The ultimate chocolate cake (it's vegan too!)

When I say 'ultimate' chocolate cake, that's exactly what I mean. If you're in need of a truly irresistible chocolate cake recipe, one that is moist, rich and seriously chocolatey, then give this a go. Just make sure you're first in line to get a slice before it's all gone!


Adapted from Skinny Bitch in the Kitch:-
Chocolate Suicide Cake
Serves 12-16

- 180ml rapeseed or safflower oil
- 260g wholemeal flour
- 300g unrefined light brown sugar
- 1 tablespoon cream of tartar
- 2 teaspoons bicarbonate of soda
- pinch of sea salt
- 200g vegan chocolate chips
- 300ml soy milk
- 180ml unsweetened apple sauce*
- 1/2 tablespoon pure vanilla extract
- 115g unsweetened vegan chocolate, chopped
- 1 tablespoon apple cider vinegar
- 500ml Chocolate Fudgy Frosting**

*To Make Apple Sauce - (the easy way!)
Core, peel and chop three or four small apples. Place the pieces in a microwave-proof tub with a lid and add a few tablespoons of water and a little cinnamon if desired. Heat for about five minutes on full. Transfer to a bowl and use a hand blender to pulp until smooth, adding a little more water if needed. Done!

How To:-
1. Preheat oven to 180C/Gas 4. Oil a 32.5cm x 23cm baking pan, set aside.
2. In a large bowl, sift together the flour, sugar, cream of tartar, bicarbonate of soda and salt. Stir in the the chocolate chips. Set aside.
3. In a medium bowl, combine the oil, soy milk, apple sauce and vanilla extract, stirring until smooth. Place to one side.
4. Heat water in a saucepan and keep it gently simmering. Place a heat-proof bowl on top of the saucepan and put the chopped chocolate in the bowl. As it melts, stir slowly until smooth.
5. Add the oil mixture into the flour mixture, stirring until its a smooth consistency. Now add the melted chocolate, again stirring until everything is smooth and then stir in the vinegar.
6. Transfer the mixture to the oiled baking pan and smooth over the surface. Bake for 40-45 minutes, until the cake springs back when lightly touched in the centre and begins to pull away from the sides of the pan.
7. Let it cool thoroughly before frosting.

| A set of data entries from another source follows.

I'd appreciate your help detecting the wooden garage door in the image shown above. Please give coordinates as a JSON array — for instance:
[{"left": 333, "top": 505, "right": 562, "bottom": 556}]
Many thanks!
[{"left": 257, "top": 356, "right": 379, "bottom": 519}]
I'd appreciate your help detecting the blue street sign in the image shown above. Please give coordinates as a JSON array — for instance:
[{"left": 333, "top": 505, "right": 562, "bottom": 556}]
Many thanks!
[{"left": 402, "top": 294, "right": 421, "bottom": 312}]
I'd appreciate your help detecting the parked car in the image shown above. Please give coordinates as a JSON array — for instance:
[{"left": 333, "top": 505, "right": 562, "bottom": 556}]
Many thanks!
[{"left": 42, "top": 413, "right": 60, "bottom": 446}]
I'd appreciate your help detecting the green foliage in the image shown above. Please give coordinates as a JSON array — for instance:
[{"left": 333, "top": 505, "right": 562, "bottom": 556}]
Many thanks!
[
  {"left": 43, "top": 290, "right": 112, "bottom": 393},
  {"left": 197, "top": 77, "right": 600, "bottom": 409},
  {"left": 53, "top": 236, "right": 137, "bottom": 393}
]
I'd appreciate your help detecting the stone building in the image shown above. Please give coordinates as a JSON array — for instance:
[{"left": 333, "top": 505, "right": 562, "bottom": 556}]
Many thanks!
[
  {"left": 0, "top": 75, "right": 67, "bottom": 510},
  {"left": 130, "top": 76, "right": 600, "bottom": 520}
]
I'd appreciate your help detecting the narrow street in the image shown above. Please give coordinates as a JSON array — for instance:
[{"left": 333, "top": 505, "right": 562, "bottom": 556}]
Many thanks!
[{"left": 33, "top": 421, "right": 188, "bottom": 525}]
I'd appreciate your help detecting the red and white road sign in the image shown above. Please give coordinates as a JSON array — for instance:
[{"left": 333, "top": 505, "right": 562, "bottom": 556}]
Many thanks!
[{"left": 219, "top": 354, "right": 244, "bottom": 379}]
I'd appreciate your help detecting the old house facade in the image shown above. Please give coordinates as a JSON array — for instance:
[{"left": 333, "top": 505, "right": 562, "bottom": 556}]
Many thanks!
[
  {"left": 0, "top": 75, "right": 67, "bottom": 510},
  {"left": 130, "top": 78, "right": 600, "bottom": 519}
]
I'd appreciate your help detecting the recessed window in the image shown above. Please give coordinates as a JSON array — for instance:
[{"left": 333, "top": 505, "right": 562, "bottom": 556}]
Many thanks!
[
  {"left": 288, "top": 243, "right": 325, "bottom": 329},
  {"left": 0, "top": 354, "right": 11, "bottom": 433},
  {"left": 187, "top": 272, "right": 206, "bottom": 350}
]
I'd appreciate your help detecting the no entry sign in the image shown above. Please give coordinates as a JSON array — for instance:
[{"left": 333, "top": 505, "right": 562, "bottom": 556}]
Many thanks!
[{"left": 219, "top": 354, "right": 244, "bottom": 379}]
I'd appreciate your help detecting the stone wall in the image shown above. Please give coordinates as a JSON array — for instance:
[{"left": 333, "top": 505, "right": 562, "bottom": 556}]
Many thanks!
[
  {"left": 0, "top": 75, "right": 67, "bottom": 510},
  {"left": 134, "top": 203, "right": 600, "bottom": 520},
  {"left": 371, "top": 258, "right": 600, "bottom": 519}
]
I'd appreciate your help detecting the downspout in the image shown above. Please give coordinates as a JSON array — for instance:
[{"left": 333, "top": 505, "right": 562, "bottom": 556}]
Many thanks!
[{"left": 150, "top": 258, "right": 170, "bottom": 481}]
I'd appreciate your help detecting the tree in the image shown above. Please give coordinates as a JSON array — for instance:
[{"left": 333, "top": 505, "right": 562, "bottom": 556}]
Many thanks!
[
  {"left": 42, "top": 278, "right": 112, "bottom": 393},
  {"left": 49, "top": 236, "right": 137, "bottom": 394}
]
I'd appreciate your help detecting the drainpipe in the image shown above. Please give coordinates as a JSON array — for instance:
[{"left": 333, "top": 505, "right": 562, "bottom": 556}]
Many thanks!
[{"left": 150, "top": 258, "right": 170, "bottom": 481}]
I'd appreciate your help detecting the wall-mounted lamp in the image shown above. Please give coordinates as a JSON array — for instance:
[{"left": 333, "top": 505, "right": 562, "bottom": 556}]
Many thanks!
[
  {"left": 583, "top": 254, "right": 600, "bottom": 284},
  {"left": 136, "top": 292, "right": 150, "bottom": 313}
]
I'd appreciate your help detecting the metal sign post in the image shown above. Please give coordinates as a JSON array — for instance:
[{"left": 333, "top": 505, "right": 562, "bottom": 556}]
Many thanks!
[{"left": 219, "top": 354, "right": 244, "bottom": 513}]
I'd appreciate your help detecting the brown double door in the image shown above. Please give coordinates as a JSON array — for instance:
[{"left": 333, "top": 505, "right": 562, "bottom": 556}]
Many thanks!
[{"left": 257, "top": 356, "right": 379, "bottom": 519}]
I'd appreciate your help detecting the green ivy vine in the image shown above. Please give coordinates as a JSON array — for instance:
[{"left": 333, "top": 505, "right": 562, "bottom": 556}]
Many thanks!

**Chocolate Fudgy Frosting (makes about a litre, or you could use the whole lot to very generously cover the cake)
- 14 tablespoons rapeseed oil or refined coconut oil
- 200g unrefined light brown sugar
- 175g unsweetened cocoa powder
- 240ml soy cream or plain soy yoghurt
- 1/2 teaspoon pure vanilla extract
- pinch of sea salt

1. In a medium saucepan over a medium heat, melt the oil. Stir in the sugar and cocoa powder and then gradually stir in the soy cream.
2. Now stir almost constantly until the mixture is smooth and hot but don't allow to boil. Remove from heat and stir in the vanilla and salt.
3. Set aside to cool to room temperature or until thick enough to spread.

Notes: When sifting the wholemeal flour, really sift it thoroughly. If desired, discard the larger flakes left at the end and pop into your compost bin. I feel that this stopped the cake from turning into a bread but this is down to personal preference. With regards to the frosting, I didn't have any soy cream so I substituted it with plain soy yoghurt (Alpro works very well) and added a small bit at a time until I got the right texture and thickness. It seems that the bitterness of the dark chocolate I used, counteracted any tartness from the yoghurt and thus worked perfectly.